Bypassing or disabling an RHACS image, deployment, runtime, or admission policy. RHACS is authoritative for image supply per ADR 0019.
Disabling, deleting, or modifying security operators directly on the cluster: RHACS, compliance, cert-manager, External Secrets, oauth.
Granting cluster-admin, broad ClusterRoleBindings, or expanded AppProject destinations without code-owner review.
Direct edits to rendered-* MachineConfig objects.
Patching MachineConfigPool desiredConfig annotations as a substitute for a real MachineConfig change. The only documented exception is the MCO stuck-node recovery, which has its own tracked issue.
Direct edits to etcd, etcd Secrets, or kube-system cluster signing keys.
Silent rotation of Vault, Nexus, or GitLab credentials referenced by ExternalSecret without updating the source of truth in the same change window.

Example: emergency node cordon, done right

Symptom: a worker on spoke-dc-v6 is producing kernel errors and threatening pods on it.
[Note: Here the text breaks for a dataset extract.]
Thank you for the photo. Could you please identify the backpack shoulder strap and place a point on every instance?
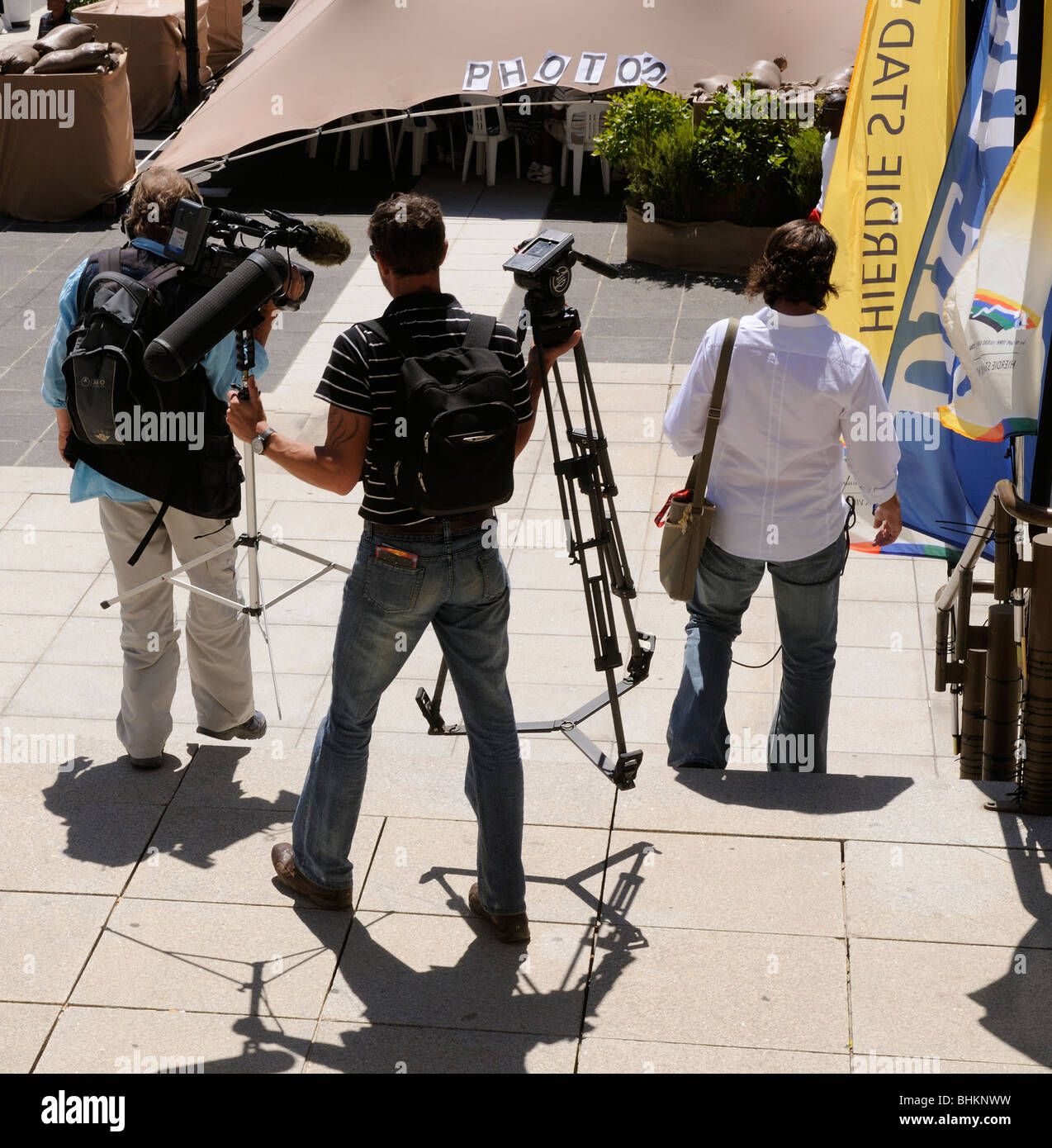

Argo CD does not own node-level scheduling state.

Open incident issue incident: cordon spoke worker <node> due to kernel errors.

Capture state:

K=/home/ze/.kube/configs/spoke-dc-v6.kubeconfig
oc --kubeconfig "$K" get node <node> -o yaml \
  > /tmp/break-glass-*/before-node-<node>.yaml

Cordon and drain:

TS=$(date -u +%Y-%m-%dT%H:%M:%SZ)
echo "$TS actor=$USER cordon=<node>" \
  | tee -a /tmp/break-glass-*/commands.log
oc --kubeconfig "$K" adm cordon <node>
oc --kubeconfig "$K" adm drain <node> \
  --ignore-daemonsets --delete-emptydir-data

Cordoning a node is operational scheduling, not GitOps desired state. The “backport” here is a follow-up: either repair the node and uncordon (record in the same audit file), or open an MR to remove the node from the MachineSet if it is being retired permanently.
Write the audit record. Close the incident with the validation evidence.

Example: emergency node cordon, done wrong

Same symptom, handled badly:

Operator opens the console, clicks “Cordon”.
No incident issue. No starting-state capture. No commands log.
The cordon is forgotten over the weekend. The node stays unusable.
Next session report has no record of the live change.
Compliance audit cannot reconstruct who did what.

This is non-compliant under ADR 0025 even though the action itself (cordon) was reasonable. The failure is the absence of the audit record and the missing 24-hour follow-up.

Prevention

The whole policy is the prevention. Two structural reinforcements:

Every cluster mutation goes through the platform-gitops MR loop by default. Break-glass is the exception, not a parallel path. If an action keeps recurring as break-glass, promote it to a normal GitOps pattern via the follow-up issues.
Audit records are reviewed quarterly. Patterns that appear repeatedly become MRs that close the gap (a missing webhook becomes a kustomize patch; a recurring cordon becomes a NodeRemediation policy).

References

ADR 0025 (gitops-only-operations-break-glass) — the policy this page implements.
ADR 0015 (federated-gitops-repo-architecture) — section “OpenShift Operations Rule”.
ADR 0018 (acm-openshift-gitops-pull-model-v6) — section “Guardrails And Gotchas”.
MCO stuck-node recovery — the one documented desiredConfig exception.
opp-full-plat/runbooks/break-glass-procedure.md — operator-facing source.
opp-full-plat/connection-details/platform-admin-handoff.md section “Break-Glass Rules”.